Longue et virulente lettre à propos de l’abandon forcé de son adaptation La Chartreuse de Parme pour la télévision. Il remercie son ami pour son soutien : « peu de vos confrères ─ instruits comme vous ─ ont répondu à l'appel… Par contre, des sénateurs comme le docteur Miroudot, Jean Cluzel, ont réagi tout à fait comme vous ─ surtout devant la mollesse, effarante, du ministre (qui cherche toujours ‘une solution’ !). Et de P. Viot [Pierre Viot, alors directeur du CNC] qui, sa lanterne à la main, cherche, lui aussi ─ sans rire ─ quelqu'un à qui parler... !! Tout cela est plaisanterie : la forteresse télévision fait ce qui lui plaît, un point c'est tout. Et les caïds au Palais-Gruyère commandent tout, même les saloperies. Et c’en est une de taille, je ne vous ai pas dit le pire. Agir comme ils ont agi, croyez-moi, c'est ignoble ».
Même s’il est persuadé de perdre son procès, comme la Société des Auteurs qui a déjà perdu dix procès pour défendre les auteurs, il ira justice. « Je fais le onzième parce que je le répète, comme Alceste, je veux le perdre. Pour que cette télévision-là et la justice de ce pays se déshonorent. J'y tiens. Cela me coûtera plus que ce que la T.V. m’a donné pour mes deux ans de travail, mais je le fais ce procès pour les autres. Par solidarité. Il y aura bien un jour où, soudain, on aura honte de ce fonctionnement abusif, intolérable ─ malhonnête, de faire travailler des gens pour rien. […] A part cela, ma ─ si j’ose dire ─ ma ‘Chartreuse’, cela aurait été une émission MERVEILLEUSE ! Si la presse m'aidait un peu ─ comme vous avez eu le courage de le faire ─ on pourrait arriver à forcer un compromis, à la longue.
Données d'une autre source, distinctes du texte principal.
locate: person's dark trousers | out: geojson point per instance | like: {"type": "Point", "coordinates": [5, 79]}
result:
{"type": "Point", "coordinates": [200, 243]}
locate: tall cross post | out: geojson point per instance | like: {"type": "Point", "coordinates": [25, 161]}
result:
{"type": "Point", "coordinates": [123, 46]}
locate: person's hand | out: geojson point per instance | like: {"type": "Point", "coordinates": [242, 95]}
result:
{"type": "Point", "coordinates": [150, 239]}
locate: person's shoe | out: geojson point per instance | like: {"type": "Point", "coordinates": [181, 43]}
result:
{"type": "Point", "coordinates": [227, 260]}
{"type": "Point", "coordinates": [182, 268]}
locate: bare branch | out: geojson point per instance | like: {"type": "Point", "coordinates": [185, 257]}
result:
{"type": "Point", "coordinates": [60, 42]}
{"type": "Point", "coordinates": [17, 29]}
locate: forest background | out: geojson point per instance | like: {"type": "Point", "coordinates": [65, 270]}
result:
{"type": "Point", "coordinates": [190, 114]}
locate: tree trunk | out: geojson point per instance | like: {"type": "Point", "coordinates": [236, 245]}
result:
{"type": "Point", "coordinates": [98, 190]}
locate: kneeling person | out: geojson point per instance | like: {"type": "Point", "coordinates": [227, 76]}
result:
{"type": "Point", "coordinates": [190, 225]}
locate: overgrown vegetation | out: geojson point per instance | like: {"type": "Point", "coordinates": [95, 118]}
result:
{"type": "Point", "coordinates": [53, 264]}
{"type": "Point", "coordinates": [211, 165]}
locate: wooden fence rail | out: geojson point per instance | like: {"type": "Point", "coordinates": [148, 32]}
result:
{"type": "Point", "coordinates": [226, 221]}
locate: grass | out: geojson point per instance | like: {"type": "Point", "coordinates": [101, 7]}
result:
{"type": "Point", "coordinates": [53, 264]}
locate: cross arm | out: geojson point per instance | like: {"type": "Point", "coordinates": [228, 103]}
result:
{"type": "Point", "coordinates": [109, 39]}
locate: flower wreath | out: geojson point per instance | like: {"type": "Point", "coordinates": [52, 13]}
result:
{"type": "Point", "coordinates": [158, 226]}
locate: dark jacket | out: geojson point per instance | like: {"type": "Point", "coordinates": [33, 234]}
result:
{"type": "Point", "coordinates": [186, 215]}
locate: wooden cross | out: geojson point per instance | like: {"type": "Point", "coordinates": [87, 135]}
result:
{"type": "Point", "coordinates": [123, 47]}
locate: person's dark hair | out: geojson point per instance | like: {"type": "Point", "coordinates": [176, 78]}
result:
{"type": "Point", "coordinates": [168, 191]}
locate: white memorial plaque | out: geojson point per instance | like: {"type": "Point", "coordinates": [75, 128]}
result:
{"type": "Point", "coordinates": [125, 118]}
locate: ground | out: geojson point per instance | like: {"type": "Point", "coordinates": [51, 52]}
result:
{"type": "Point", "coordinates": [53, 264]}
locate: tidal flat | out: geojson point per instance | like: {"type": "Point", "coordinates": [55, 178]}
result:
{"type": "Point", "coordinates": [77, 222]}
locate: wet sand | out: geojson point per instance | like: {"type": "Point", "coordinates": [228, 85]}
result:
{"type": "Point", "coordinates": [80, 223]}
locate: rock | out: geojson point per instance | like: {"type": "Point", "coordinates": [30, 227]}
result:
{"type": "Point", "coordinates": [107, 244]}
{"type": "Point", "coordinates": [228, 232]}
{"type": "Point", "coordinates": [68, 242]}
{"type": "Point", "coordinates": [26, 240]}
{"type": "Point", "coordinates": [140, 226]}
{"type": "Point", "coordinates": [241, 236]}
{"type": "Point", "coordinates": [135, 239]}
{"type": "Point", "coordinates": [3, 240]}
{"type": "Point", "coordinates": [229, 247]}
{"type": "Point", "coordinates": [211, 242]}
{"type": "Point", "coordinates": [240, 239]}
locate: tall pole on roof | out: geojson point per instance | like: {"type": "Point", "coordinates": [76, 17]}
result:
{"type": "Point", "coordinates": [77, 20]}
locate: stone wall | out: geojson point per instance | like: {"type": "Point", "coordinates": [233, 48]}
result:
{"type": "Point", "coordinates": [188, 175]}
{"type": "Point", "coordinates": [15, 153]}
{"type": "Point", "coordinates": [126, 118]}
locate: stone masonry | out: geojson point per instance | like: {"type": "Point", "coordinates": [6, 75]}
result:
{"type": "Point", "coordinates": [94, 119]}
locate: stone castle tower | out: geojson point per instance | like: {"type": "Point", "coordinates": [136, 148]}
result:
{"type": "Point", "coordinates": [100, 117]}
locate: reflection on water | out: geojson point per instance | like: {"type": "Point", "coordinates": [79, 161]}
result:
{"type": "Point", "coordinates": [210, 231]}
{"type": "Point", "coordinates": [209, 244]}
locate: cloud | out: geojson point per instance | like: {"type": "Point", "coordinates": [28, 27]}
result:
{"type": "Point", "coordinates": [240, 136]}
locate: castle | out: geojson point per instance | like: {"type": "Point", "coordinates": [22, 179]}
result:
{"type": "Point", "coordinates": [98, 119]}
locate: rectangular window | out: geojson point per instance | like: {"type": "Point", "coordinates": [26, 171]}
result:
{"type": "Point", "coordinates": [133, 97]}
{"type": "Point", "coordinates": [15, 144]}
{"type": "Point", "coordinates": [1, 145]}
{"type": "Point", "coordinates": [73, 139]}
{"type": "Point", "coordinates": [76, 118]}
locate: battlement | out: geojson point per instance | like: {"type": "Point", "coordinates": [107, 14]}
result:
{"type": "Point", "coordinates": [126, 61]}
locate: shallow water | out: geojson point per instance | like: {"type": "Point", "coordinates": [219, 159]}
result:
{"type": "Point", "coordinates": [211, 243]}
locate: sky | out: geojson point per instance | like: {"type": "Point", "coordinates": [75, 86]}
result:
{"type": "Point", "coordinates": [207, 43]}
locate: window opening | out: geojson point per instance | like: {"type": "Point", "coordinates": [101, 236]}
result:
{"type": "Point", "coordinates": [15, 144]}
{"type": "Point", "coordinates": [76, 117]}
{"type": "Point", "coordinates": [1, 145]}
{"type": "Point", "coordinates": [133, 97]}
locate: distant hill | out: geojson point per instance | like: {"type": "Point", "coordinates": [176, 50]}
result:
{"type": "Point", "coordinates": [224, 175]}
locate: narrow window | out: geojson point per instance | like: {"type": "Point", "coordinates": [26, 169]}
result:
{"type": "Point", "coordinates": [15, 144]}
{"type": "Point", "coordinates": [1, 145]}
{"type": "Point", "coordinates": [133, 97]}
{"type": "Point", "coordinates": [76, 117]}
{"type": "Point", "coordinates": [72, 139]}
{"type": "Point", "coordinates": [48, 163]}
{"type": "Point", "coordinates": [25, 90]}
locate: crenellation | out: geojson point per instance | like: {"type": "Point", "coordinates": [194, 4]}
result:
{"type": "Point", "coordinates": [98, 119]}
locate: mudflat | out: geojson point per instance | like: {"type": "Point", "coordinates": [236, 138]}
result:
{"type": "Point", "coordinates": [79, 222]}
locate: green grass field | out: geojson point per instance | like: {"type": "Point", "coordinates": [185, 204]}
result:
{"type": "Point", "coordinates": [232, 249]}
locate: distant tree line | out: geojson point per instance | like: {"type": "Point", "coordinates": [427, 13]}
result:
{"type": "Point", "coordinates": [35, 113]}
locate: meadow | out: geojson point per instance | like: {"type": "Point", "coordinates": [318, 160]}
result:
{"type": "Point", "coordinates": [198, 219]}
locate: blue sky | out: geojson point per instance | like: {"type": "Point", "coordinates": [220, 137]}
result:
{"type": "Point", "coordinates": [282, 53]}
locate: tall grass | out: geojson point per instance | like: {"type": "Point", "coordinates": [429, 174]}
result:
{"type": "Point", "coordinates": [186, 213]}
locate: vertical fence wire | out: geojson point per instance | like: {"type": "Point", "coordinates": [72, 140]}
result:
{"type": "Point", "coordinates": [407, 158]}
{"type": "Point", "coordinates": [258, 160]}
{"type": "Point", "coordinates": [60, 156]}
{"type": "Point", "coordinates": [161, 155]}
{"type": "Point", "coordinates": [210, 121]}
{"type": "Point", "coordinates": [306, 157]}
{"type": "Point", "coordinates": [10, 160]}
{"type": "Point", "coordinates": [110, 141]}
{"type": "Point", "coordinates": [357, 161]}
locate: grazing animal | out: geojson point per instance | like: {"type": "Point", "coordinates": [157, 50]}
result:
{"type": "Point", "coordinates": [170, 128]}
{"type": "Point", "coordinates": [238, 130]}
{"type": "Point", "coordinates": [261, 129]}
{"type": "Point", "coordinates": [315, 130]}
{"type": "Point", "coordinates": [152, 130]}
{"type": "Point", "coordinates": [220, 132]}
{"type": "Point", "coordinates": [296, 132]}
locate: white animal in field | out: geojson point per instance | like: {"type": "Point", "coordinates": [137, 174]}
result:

C'est criminel de fourguer cela à un Comencini ─ pas chaud par ailleurs, il me l'a dit, pour la faire... ».
Cette adaptation, en épisodes, de la Chartreuse de Parme ne fut jamais réalisée et le cinéaste effectivement perdit le procès qu’il intenta aux producteurs. En 1981, il fit paraître Télé-Mafia pour régler ses comptes avec les décideurs de toutes sortes, rendant cependant hommage au cinéaste italien Luigi Comencini qui s’était retiré volontairement du projet, projet qui sera finalement confié à Mauro Bolognini avec une production européenne.